Drugs/Therapy

Company Decides to Give Unapproved Drug to Sick Boy

By Cheri Cheng | Update Date: Mar 12, 2014 09:39 AM EDT

After thousands of people petitioned a drug manufacturing company based in North Carolina to provide a potentially life-saving drug to an ailing seven-year-old boy, the company has decided to comply.

The patient, Josh Hardy from Fredericksburg, VA, is suffering from an adenovirus infection that manifested after a bone marrow transplant. The young boy is a four-time cancer survivor and after the bone marrow transplant, his immune system was too compromised to fight off the infection. Due to this predicament, his doctors had asked the company, Chimerix to provide the medication, brincidofovir, outside of a study setting.

The company initially turned down the doctors' request. They stated that if they agreed to give Josh the experimental antiviral drug, they would have to provide the drug for other similar cases. By providing the drug without any approval, the company expressed concerns about losing resources that could be used for clinical trials that would help get the drug approved and distributed to more patients.

"Being unable to fulfill requests for compassionate use is excruciating, and not a decision any one of us ever wants to have to make. It is essential that each individual in a health crisis be treated with equal gravity and value, a principle we have upheld by pursuing further clinical study of brincidofovir," the company's president and CEO, Kenneth Moch said according to USA Today.

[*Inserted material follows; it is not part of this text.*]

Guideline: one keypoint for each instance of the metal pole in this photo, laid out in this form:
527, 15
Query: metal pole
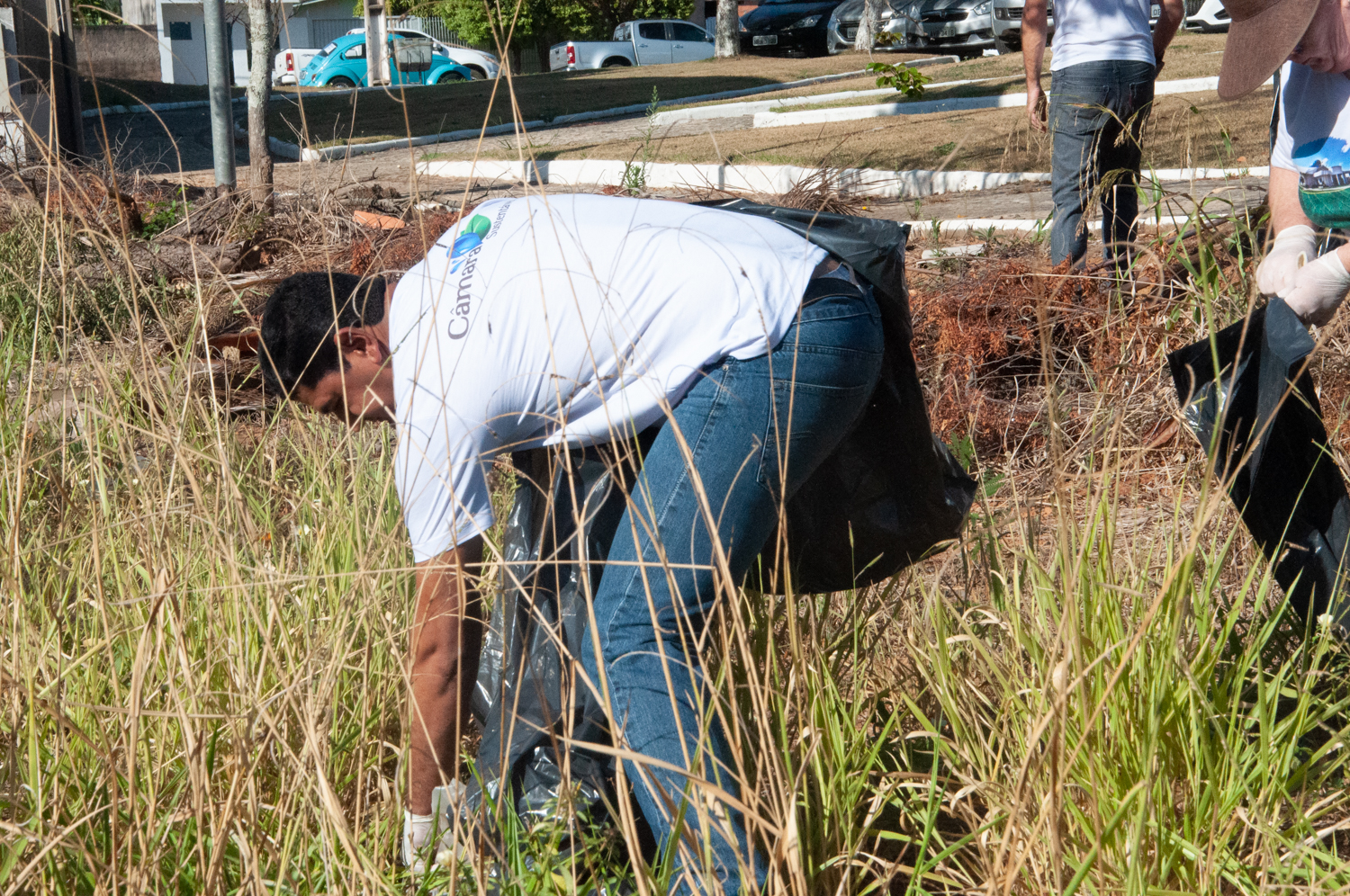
218, 88
377, 43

After Josh's family took to social media to gain support, Chimerix changed its course and decided to provide brincidofovir to the young boy. The drug will be sent over to the St. Jude Children's Research Hospital in Memphis, TN within 48 hours. The company's new plan, which has already been approved by the U.S. Food and Drug Administration (FDA), is to provide the drug to 20 patients. Josh will be the very first.

"This drug is experimental and has not yet been approved by the FDA and the safety and effectiveness of the medication has not yet been established for use in children. ... It is also important to understand that this remains a critical and complex medical situation," the hospital stated.

It added, according to CNN, "St. Jude will continue to pursue state-of-the-art treatment for Josh and all of our patients. We are grateful for the efforts of Chimerix, the FDA and many others who worked to achieve this outcome. We ask that you continue to keep Josh and his family in your thoughts."